Wednesday, January 13, 2010

Finally, a blog.

I (Amy) would like this blog to have glimpses of the daily, to give someone the ability to see just a little of what it is like to be here. Alas, doing small things (like updating a blog) are difficult to do faithfully. I have been putting off writing for about a month now because so much has happened that I don't know where to start and we have been so busy. This is my honest effort to start writing again, even if it is not much. Hopefully I will get better at this as the year goes on.

Sarah and I received our TESOL (Teaching English to Speakers of Other Languages) certification right before Christmas. This involved taking a 4 week intensive course that lasted 7 or 8 hours most days. Because we will be teaching conversational English classes to Thai students at Payap in the next few months, this course was particularly helpful. We were able to think about teaching techniques, like classroom management and methodology of teaching, as well as learn specific games or activities that we will be able to use with future classes. One of the teachers, a very humble man, was particularly inspiring to me. Everything he taught us or explained took his students into careful consideration; the lessons were for them only. Teaching English, even at the college level, cannot be lecture-based. It must be highly interactive, getting students to speak as much as possible. This is more difficult than it sounds because it is so natural to feel that, as a teacher, you must explain everything or they won't learn.

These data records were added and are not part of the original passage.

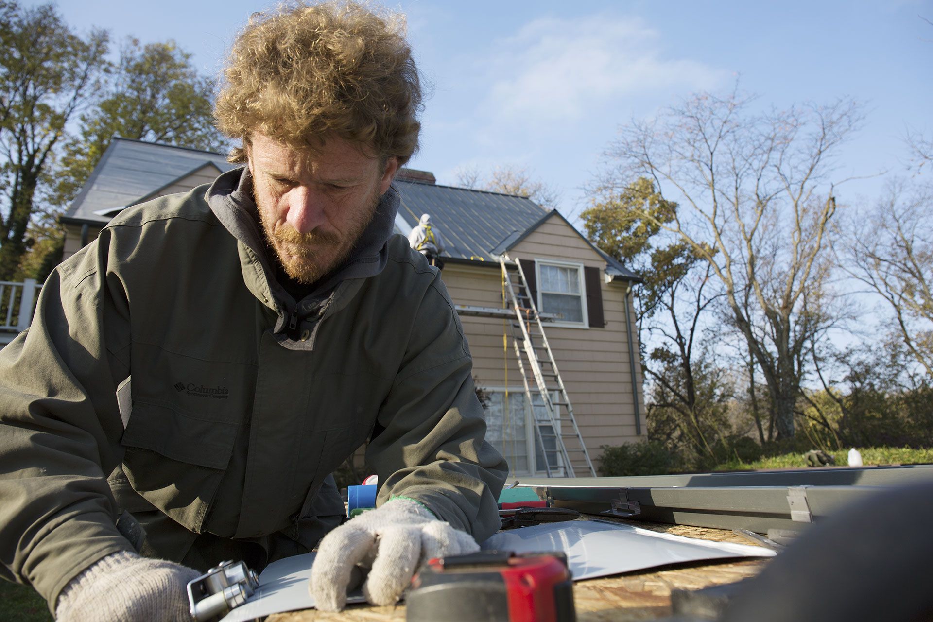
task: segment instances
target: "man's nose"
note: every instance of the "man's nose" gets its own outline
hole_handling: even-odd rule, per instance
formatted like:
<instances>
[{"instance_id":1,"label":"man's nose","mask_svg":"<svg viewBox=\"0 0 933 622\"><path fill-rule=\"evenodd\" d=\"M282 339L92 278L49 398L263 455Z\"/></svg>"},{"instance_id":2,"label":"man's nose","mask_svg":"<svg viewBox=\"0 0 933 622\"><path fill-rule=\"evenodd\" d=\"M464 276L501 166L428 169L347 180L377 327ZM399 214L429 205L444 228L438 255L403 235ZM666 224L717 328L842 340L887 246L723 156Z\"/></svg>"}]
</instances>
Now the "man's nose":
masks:
<instances>
[{"instance_id":1,"label":"man's nose","mask_svg":"<svg viewBox=\"0 0 933 622\"><path fill-rule=\"evenodd\" d=\"M288 192L288 214L285 222L299 233L313 231L325 221L324 202L321 197L304 187Z\"/></svg>"}]
</instances>

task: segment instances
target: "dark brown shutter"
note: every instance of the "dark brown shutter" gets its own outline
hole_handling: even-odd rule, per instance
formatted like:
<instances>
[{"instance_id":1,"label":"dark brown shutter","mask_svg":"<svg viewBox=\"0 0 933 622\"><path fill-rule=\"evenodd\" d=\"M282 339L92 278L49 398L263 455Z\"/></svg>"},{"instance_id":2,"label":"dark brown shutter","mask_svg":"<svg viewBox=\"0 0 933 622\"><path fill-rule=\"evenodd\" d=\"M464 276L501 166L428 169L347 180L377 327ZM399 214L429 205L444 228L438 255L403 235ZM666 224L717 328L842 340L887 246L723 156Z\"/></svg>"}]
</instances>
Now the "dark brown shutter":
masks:
<instances>
[{"instance_id":1,"label":"dark brown shutter","mask_svg":"<svg viewBox=\"0 0 933 622\"><path fill-rule=\"evenodd\" d=\"M519 259L522 264L522 271L524 272L525 281L528 283L528 294L535 301L535 308L537 308L537 272L535 271L534 259ZM538 311L541 310L538 309Z\"/></svg>"},{"instance_id":2,"label":"dark brown shutter","mask_svg":"<svg viewBox=\"0 0 933 622\"><path fill-rule=\"evenodd\" d=\"M586 310L591 328L606 326L603 317L603 270L598 268L583 267L583 283L586 283Z\"/></svg>"}]
</instances>

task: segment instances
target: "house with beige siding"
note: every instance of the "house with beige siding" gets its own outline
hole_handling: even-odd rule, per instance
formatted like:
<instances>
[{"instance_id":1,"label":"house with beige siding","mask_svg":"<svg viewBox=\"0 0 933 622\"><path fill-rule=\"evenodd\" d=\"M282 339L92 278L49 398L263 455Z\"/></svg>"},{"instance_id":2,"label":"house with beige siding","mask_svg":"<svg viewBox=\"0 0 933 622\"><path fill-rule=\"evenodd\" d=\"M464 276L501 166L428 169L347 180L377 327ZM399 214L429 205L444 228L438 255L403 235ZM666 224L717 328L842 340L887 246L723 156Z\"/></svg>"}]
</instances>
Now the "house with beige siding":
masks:
<instances>
[{"instance_id":1,"label":"house with beige siding","mask_svg":"<svg viewBox=\"0 0 933 622\"><path fill-rule=\"evenodd\" d=\"M65 256L93 240L125 207L189 190L230 168L220 154L115 138L62 218ZM603 445L644 438L632 302L637 276L559 212L527 198L441 186L429 173L407 169L396 187L401 196L397 231L407 236L426 213L444 237L442 279L462 311L474 380L487 396L487 437L507 457L511 475L591 473L578 447L571 447L575 440L567 443L568 449L577 449L569 453L568 468L553 444L536 432L542 429L544 408L536 392L525 390L522 370L529 371L520 368L511 342L516 319L501 311L508 305L500 259L521 265L535 306L550 318L542 325L592 463L598 468ZM564 415L568 410L555 408ZM567 437L565 423L562 435Z\"/></svg>"}]
</instances>

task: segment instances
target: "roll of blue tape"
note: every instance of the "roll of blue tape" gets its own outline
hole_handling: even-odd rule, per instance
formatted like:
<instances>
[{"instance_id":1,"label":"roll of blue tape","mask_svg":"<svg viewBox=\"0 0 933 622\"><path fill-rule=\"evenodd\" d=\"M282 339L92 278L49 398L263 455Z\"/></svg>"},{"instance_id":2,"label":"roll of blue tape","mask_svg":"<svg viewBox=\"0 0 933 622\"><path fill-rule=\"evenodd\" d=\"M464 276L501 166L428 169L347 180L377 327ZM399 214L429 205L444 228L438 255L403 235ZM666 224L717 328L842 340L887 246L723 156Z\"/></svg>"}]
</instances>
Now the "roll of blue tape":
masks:
<instances>
[{"instance_id":1,"label":"roll of blue tape","mask_svg":"<svg viewBox=\"0 0 933 622\"><path fill-rule=\"evenodd\" d=\"M348 486L347 516L357 507L375 507L378 486Z\"/></svg>"}]
</instances>

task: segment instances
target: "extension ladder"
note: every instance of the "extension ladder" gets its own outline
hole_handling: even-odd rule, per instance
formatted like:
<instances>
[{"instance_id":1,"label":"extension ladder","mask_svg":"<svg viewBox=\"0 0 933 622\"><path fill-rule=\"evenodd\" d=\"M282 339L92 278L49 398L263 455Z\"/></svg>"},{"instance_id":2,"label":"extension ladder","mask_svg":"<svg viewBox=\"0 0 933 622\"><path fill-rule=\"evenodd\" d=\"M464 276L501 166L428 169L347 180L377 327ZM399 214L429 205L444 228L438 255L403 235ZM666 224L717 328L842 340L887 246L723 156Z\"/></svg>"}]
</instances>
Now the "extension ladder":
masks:
<instances>
[{"instance_id":1,"label":"extension ladder","mask_svg":"<svg viewBox=\"0 0 933 622\"><path fill-rule=\"evenodd\" d=\"M564 386L564 380L557 370L554 354L548 344L548 338L541 325L541 317L537 312L537 305L531 296L528 281L525 279L522 264L512 261L507 256L499 257L502 267L502 277L505 283L505 294L508 306L515 312L516 321L512 323L512 344L515 347L515 358L518 359L519 371L524 384L525 398L532 408L532 421L535 425L536 442L544 456L544 464L548 477L554 477L553 471L563 467L563 475L575 477L571 454L578 459L582 456L590 475L596 477L596 469L590 460L583 437L580 435L577 420L574 418L574 408L570 405L570 397ZM531 369L535 387L546 412L545 419L539 419L534 412L532 385L529 382L525 366ZM557 399L554 399L555 394ZM548 459L549 449L545 441L553 441L555 449L561 458L562 464L550 463ZM565 441L570 441L569 444ZM579 462L579 460L578 461Z\"/></svg>"}]
</instances>

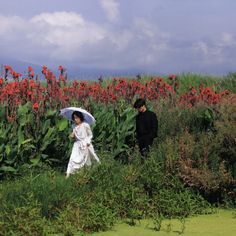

We finished teaching the poetry section of our Intro to Poetry and Drama class at Payap. I recently saw a professor who told me that in teaching you have to expect to make mistakes because it is the only way to learn how. Some days feel just like that: long strings of mistakes and seemingly unorganized activities that just don't go the way Sarah and I envision them at all. But other days are good; students seem to care about the material and we get to enjoy them as people. Poetry was difficult for me to teach sometimes. As it is one of the things I love most in this world (and probably always will be), I could feel my inability to communicate why it is essential, why it matters, why it . I would teach a poem and then feel I had not done it justice, sometimes wishing I had never tried at all, almost as if I had wrecked it. Sadly, loving a subject does not make you a good teacher. I think Sarah and I are probably learning in ways we don't see on a daily level. I still don't like being in front of people, but I am far more comfortable than I used to be. The drama section just started and we continue to try new things and laugh a lot.

My family came for about a week and a half for was wonderful to see them. Showing them this place that I have told them so much about and watching them experience Thai food and culture for themselves brought back memories from family vacations as a child. We did lots of touristy things like going on an elephant ride, to the zoo, to museums, on Flight of the Gibbon (a zipline through the jungle), and eating lots of Thai food. Probably my favorite part of their visit was getting to talk with each of them by themselves. I took each of them to a good spot in Chiang Mai, whether it be a little coffee shop with a strange name or a bar that overlooks the river. It is strange to think about the lives that continue in the West without me. Being here feels like stepping outside of time, but it keeps going and turning without me. I have never understood change well.

It doesn't feel much like a new year so far. There are no cold, silent afternoons to wait for snow to fall and we are in the middle of a semester, but I feel a determined excitement about the weeks and months to come. Watching Anna be at home in Chiang Mai and seeing the delight on her face and the sheer familiarity she felt encourages me. I have been blessed time and time again in ways I cannot hope (and should not try) to ever repay. I came to the conclusion one day recently that I often expect life to be easier than it is. I also often do not expect joy to be as rich as it is...there is a strange depth to being here that I have trouble even writing about in my journal these days.